Machine Learning Based Auralization of Rigid Sphere Scattering

Research output: Chapter in Book/Report/Conference proceedingConference contributionScientificpeer-review

Abstract

In this paper, we present a method to auralize acoustic scattering and occlusion of a single rigid sphere with parametric filters and neural networks to provide fast processing and estimation of parameters.

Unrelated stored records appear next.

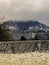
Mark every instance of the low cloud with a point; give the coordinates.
(26, 9)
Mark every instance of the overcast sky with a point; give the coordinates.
(25, 10)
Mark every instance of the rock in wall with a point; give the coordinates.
(24, 46)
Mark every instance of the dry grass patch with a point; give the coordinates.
(25, 59)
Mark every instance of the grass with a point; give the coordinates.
(32, 58)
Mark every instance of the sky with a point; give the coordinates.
(25, 10)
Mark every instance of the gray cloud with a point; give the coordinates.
(26, 10)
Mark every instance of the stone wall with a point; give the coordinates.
(24, 46)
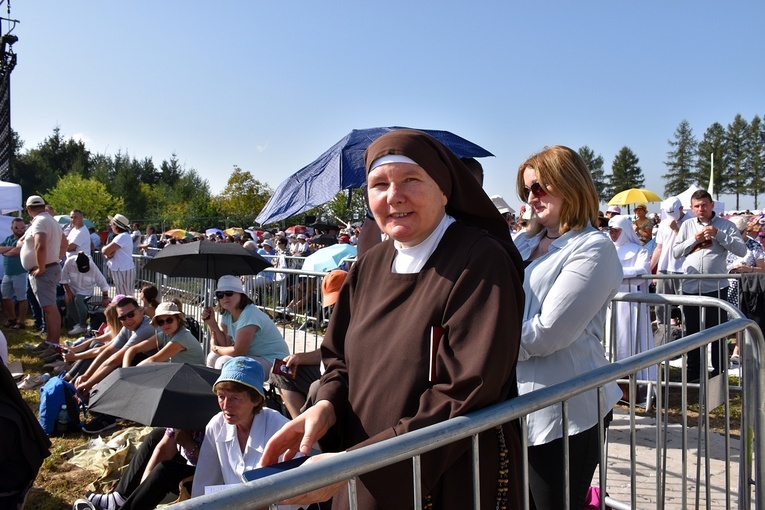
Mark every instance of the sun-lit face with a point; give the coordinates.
(702, 208)
(237, 407)
(169, 324)
(406, 202)
(548, 207)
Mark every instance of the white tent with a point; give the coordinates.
(10, 197)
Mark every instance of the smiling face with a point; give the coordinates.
(130, 316)
(406, 202)
(237, 406)
(169, 324)
(547, 208)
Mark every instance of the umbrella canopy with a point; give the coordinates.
(174, 395)
(328, 258)
(296, 229)
(234, 230)
(63, 219)
(634, 196)
(342, 167)
(206, 260)
(324, 240)
(179, 233)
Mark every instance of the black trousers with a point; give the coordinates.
(546, 474)
(714, 316)
(162, 480)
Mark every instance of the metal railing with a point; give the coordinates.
(751, 469)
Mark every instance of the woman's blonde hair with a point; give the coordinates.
(563, 173)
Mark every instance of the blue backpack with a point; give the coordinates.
(54, 394)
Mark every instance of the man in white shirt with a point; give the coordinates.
(705, 241)
(43, 246)
(78, 237)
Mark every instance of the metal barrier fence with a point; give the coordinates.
(750, 472)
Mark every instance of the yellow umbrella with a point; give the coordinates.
(634, 196)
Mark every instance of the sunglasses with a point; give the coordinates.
(127, 316)
(162, 322)
(536, 188)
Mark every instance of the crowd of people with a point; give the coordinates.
(455, 304)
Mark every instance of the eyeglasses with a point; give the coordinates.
(127, 316)
(162, 322)
(536, 188)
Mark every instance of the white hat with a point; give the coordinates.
(230, 282)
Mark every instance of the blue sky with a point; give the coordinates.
(268, 86)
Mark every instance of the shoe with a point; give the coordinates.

The filter parameters are estimated using neural networks based on the geometric parameters of the simulated scene, e.g., relative receiver position and size of the rigid spherical scatterer. The modeling differentiates an unoccluded and an occluded source-receiver path, for which different filter structures were used. In contrast to simulating occlusion and scattering numerically or analytically methods, the proposed approach provides rendering with low computational load making it suitable for real-time auralization in virtual reality. The presented method provides a good fit for modeling the acoustic effects of a rigid sphere. Further, a listening test was conducted, which resulted in plausible reproduction of the scattering and occlusion of a rigid sphere.
Original languageEnglish
Title of host publication2021 Immersive and 3D Audio: from Architecture to Automotive (I3DA)
PublisherIEEE
Pages1-8
Number of pages8
ISBN (Electronic)978-1-6654-0998-8
ISBN (Print)978-1-6654-0999-5
DOIs
Publication statusPublished - 10 Sep 2021
MoE publication typeA4 Article in a conference publication
EventInternational Conference on Immersive and 3D Audio - Bologna, Italy
Duration: 8 Sep 202110 Sep 2021

Conference

ConferenceInternational Conference on Immersive and 3D Audio
Abbreviated titleI3DA
Country/TerritoryItaly
CityBologna
Period08/09/202110/09/2021

Keywords

  • Solid modeling
  • Three-dimensional displays
  • Computational modeling
  • Neural networks
  • Virtual reality
  • Receivers
  • Rendering (computer graphics)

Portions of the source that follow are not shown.